First off, let me just say this is a very elementary look at a very complex idea, and I would enjoy hearing what you have to say about this issue, about my comments about this issue, and perhaps even a critique of my logic.
Chacham really is to credit [to blame :P] with coming up with this question: Does evil exist? I have said that there must be a choice for evil to exist, but what about the things we don't choose? The first example that comes to mind is accidently running over someone -- in a choice-scenario you'd say that the person chose to run over the pedestrian, and as such is doing an evil act. However, when you don't choose that can't be evil. Or at least that's how our society views it. I mean, if you accidently shoot someone, they look at the intent of the person -- and since it was an accident, they deem it not evil and thus you are let off the hook. Now, whether they shold focus on intent is another issue I'll have to delve into some time, but overall our society equates evil with intentions.
Ok, so can we say that perhaps there is no evil in the world, only evil intentions? Because it is not the act that is evil (at least we have proven that there are cases in which an act is not evil even though it tends to be viewed as such) but the inferred intentions of the person that we see as evil.
So a recap, more for myself than anyone else: Evil is not equated to a choice, because you can choose between good things. But it requires a choice, and even in that choice it is the intentions of the person making that choice that can be evil or good.
So can we say that a person is evil? Perhaps, but maybe it'd be better to say that the person has evil tendencies. Can those tendencies be repressed, and thus the good comes out? I believe so, because I know many people who did evil things (as society has labeled them) and yet now are 40-something business executives who, as one put it, "had to get it out of his system." With that I think we need to introduce the nature/nurture debate in terms of evil.

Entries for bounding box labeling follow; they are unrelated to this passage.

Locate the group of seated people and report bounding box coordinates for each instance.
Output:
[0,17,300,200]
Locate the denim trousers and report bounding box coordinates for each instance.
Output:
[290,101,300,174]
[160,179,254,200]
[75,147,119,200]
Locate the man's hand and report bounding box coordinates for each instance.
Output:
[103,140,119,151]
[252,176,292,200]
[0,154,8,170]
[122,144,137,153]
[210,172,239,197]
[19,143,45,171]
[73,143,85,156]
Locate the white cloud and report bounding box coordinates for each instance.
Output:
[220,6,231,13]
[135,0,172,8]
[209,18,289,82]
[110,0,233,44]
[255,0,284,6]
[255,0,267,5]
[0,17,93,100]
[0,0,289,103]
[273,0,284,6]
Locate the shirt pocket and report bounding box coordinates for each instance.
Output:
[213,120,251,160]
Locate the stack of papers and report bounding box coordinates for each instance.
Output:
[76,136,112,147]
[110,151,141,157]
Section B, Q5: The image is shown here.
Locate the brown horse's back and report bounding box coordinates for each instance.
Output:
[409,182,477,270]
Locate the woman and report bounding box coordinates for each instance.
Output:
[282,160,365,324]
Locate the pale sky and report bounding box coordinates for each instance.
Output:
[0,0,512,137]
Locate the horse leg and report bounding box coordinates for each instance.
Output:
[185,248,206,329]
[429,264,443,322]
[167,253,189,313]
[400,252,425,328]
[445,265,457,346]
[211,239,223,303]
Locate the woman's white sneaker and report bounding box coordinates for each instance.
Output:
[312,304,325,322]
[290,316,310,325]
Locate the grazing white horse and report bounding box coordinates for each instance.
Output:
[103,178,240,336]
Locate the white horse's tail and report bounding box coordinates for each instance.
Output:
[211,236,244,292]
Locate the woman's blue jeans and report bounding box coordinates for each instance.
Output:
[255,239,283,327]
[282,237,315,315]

Now, I started to look around, and I found this interesting bit discussing the overarching power of repentance in terms of evil. Various googling of "nature nurture evil" will get you similar articles. Now where am I headed? It's toward a recognition that there are evil intentions, and they are both a natural and nurtural (is that a word?). If you do not believe in a higher power, then you can quit this exercise, as you are only responsible to yourself and others around you. Now, if you are religious, you are responsible to a higher being, and that being has communicated through various texts what he/she/it feels is good and what is evil. So that responsibility looms over us, frightening in some cases.
In fact, as a Christian, as I read the bible I find Romans 6:23, "For the wages of sin is death, but the gift of God is eternal life in Christ Jesus our Lord." So I can go one step further and say that by grace God has forgiven me of my sins due to my acceptance and realization that Jesus Christ, his son, is indeed the only one who can rectify the evil I do. Because I know Christ, I am able to not worry about the consequences, however this does not mean that I should continue doing evil, as Romans 6:1&2 says, "What shall we say, then? Shall we go on sinning so that grace may increase? By no means! We died to sin; how can we live in it any longer?"
So, I've narrowed down the reading audience drastically, but these are my own thoughts, of which you are free to peruse, comment, and even scorn. I'm not a scholar, I have never done any philosophy, I just sit and think and type. Although before someone yells: RTFA!, I have, for me it's the Bible.